Why is “AI” a shit buzzword?

And now we have “AI” or artificial impersonation, (sorry I’m sticking with that version for the forseeable future) that so far hasn’t been taken over by the Web3 fan boys because they are still waiting to get their money back from FTX.

No this time it is Microsoft and Google making the multibillion dollar plays on a fad that likely will remain a fad. Just ask Alexa, Cortana, Google Home, or Siri that no one uses anymore (except maybe Siri for hands free mobile in the car). The in home devices are basically expensive alarm clocks or MP3 players based on what most people use them for.

If Bing’s AI enabled search is faster easier and more accurate than Google’s search, then it deserves to win. So far it is proving faster and easier, just not sure about the accuracy yet.

Can it not be a shit buzzword?

Well yes. I’d prefer we call it PPO instead of AI to get rid of fictional misleading connotations.

Web 3 was based on blockchain technology that never proved to be useful for anything.

PPOs on the other hand has already proven its usefulness in science, education, research gathering, and if you played my game Hopepunk City, you will know that I could see it being useful in government and economic planning (also see video below).

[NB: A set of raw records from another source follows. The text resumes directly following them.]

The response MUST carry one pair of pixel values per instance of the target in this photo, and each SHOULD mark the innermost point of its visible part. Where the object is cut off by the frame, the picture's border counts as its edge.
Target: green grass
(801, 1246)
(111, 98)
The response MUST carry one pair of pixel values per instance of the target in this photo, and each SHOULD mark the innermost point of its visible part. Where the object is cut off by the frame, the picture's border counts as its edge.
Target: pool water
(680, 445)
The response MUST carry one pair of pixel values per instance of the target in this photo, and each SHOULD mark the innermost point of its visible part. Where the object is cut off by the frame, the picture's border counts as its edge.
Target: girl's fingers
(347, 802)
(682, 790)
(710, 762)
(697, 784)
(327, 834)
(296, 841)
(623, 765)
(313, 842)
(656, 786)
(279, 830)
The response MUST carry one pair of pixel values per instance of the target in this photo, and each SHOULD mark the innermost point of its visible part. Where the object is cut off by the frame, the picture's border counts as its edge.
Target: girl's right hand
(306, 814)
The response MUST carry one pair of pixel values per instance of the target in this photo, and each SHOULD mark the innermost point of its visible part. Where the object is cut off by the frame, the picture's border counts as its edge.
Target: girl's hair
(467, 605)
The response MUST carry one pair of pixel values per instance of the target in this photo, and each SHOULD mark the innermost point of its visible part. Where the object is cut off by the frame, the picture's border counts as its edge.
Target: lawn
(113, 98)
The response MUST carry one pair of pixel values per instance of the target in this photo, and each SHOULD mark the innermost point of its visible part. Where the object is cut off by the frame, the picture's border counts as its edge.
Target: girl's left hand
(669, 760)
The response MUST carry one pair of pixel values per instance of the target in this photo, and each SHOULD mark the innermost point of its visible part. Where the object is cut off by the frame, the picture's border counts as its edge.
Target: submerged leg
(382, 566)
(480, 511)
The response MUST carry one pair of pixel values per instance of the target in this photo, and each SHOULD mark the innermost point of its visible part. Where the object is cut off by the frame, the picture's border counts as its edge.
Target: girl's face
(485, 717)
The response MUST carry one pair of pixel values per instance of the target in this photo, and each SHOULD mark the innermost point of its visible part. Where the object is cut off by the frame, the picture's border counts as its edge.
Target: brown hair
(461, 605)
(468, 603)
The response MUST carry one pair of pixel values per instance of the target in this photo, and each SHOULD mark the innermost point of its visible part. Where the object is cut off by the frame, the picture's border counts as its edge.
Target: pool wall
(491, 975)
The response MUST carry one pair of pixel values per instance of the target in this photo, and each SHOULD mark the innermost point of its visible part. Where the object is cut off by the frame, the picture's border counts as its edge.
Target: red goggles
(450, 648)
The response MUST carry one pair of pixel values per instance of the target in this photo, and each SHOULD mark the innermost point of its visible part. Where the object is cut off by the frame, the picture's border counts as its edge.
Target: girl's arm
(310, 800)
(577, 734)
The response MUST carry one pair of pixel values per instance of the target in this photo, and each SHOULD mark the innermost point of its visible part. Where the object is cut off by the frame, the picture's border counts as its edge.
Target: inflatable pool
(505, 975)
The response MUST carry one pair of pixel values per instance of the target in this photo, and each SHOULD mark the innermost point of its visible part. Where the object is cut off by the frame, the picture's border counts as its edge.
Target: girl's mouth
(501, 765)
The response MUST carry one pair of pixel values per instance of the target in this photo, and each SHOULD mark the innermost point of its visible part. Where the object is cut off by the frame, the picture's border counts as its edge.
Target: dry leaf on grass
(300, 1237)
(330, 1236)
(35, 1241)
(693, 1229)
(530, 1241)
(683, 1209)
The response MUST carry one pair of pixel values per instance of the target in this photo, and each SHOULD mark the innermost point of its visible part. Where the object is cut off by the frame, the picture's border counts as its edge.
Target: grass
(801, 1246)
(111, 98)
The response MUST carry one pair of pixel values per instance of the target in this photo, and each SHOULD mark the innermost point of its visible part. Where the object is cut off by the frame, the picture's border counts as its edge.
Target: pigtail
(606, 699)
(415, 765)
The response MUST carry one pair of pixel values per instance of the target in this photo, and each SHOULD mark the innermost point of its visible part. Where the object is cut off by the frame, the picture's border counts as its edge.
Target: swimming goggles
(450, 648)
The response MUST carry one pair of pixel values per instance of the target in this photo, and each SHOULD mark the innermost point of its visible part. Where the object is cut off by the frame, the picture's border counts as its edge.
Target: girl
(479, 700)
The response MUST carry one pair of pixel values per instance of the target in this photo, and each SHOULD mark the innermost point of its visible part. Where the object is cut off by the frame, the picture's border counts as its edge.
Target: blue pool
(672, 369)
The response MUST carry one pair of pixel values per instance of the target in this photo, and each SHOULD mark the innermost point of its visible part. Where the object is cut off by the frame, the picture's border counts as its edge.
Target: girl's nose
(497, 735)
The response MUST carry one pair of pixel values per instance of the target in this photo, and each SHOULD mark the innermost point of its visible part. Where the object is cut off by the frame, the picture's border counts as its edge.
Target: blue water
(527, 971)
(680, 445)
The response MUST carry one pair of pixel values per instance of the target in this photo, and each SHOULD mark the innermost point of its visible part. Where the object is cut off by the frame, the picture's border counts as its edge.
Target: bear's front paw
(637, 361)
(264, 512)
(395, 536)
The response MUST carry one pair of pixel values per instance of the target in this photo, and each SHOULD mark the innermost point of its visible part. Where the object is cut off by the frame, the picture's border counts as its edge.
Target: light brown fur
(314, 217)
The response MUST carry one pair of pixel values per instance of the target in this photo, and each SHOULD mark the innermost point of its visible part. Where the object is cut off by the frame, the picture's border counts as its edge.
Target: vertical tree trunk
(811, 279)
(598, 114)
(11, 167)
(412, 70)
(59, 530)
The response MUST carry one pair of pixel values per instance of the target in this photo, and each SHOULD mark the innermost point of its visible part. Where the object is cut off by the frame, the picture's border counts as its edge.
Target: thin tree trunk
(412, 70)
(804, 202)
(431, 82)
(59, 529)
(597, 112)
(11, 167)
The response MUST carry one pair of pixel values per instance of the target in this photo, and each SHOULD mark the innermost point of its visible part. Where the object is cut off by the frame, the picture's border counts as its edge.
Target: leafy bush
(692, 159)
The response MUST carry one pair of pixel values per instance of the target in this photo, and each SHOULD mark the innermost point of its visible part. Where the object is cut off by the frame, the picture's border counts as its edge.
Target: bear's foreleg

It can’t do everything. As much as employers would love to replace workers with AI, like what already failing websites are apparently doing, it will soon become accepted that AI generated content is not as good as human created. I foresee a rise in AI detection browser add-ons like this one, so you can instantly see if the article you pulled up might be AI generated so you don’t waste your time.

My fear is that PPOs will be used to make decisions that it wasn’t designed to make (automated driving is a good example) that will do more harm than good. PPOs have their limitations.

So yes, PPOs can be good and do good things, lets just stop calling them “intelligent”.